Pull any NYC Open Data dataset from a Socrata JSON endpoint
Source:R/nyc_any_dataset.R
nyc_any_dataset.RdDownloads data from any NYC Open Data Socrata JSON endpoint and returns the result as a tibble. This function is useful for datasets that are not included in the curated catalog returned by [nyc_list_datasets()].
Usage
nyc_any_dataset(
json_link,
limit = 10000,
timeout_sec = 30,
clean_names = TRUE,
coerce_types = TRUE
)Arguments
- json_link
A single Socrata dataset JSON endpoint URL, such as `"https://data.cityofnewyork.us/resource/erm2-nwe9.json"`.
- limit
Number of rows to retrieve. Defaults to 10,000.
- timeout_sec
Request timeout in seconds. Defaults to 30.
- clean_names
Logical. If `TRUE`, column names are converted to snake_case using [janitor::clean_names()]. Defaults to `TRUE`.
- coerce_types
Logical. If `TRUE`, the package attempts lightweight, heuristic-based type coercion after downloading the data. Columns are converted only when at least 95 percent of non-missing values can be parsed as the target type. This helps avoid unsafe conversions when source data are inconsistent.
Details
NYC Open Data datasets have Socrata JSON endpoints that usually follow this pattern:
`https://data.cityofnewyork.us/resource/<dataset_uid>.json`
For example, the 311 Service Requests dataset has the Socrata UID `"erm2-nwe9"`, so its JSON endpoint is:
`https://data.cityofnewyork.us/resource/erm2-nwe9.json`
Users can find a dataset's UID from the NYC Open Data Portal URL, the API documentation page for the dataset, or the output of [nyc_list_datasets()].
`nyc_any_dataset()` bypasses the package catalog and sends a request directly to the supplied JSON endpoint. Unlike [nyc_pull_dataset()], it does not look up defaults such as catalog keys, date fields, or default ordering.

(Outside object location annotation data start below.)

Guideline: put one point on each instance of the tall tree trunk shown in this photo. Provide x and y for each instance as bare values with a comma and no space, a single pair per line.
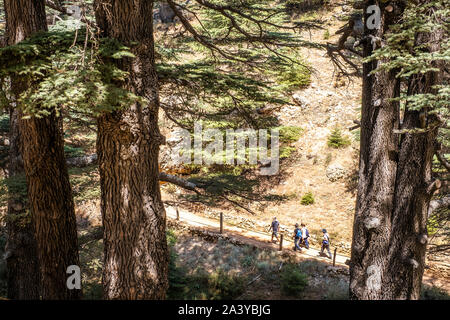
395,187
413,189
136,254
49,191
377,170
23,18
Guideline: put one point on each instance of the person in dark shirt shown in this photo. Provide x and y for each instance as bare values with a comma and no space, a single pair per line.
305,236
326,243
275,226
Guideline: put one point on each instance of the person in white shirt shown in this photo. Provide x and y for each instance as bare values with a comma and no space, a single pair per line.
326,243
305,236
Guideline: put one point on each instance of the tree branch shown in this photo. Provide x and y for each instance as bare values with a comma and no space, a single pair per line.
442,160
438,204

This function is intended for direct endpoint access. For catalog-based workflows using readable keys or Socrata UIDs, use [nyc_pull_dataset()].
Examples
# Examples that hit the live NYC Open Data API are guarded so CRAN checks
# do not fail when the network is unavailable or slow.
if (interactive() && curl::has_internet()) {
# Build a JSON endpoint from a Socrata UID
uid <- "erm2-nwe9"
endpoint <- paste0("https://data.cityofnewyork.us/resource/", uid, ".json")
out <- try(nyc_any_dataset(endpoint, limit = 3), silent = TRUE)
if (!inherits(out, "try-error")) {
head(out)
}
}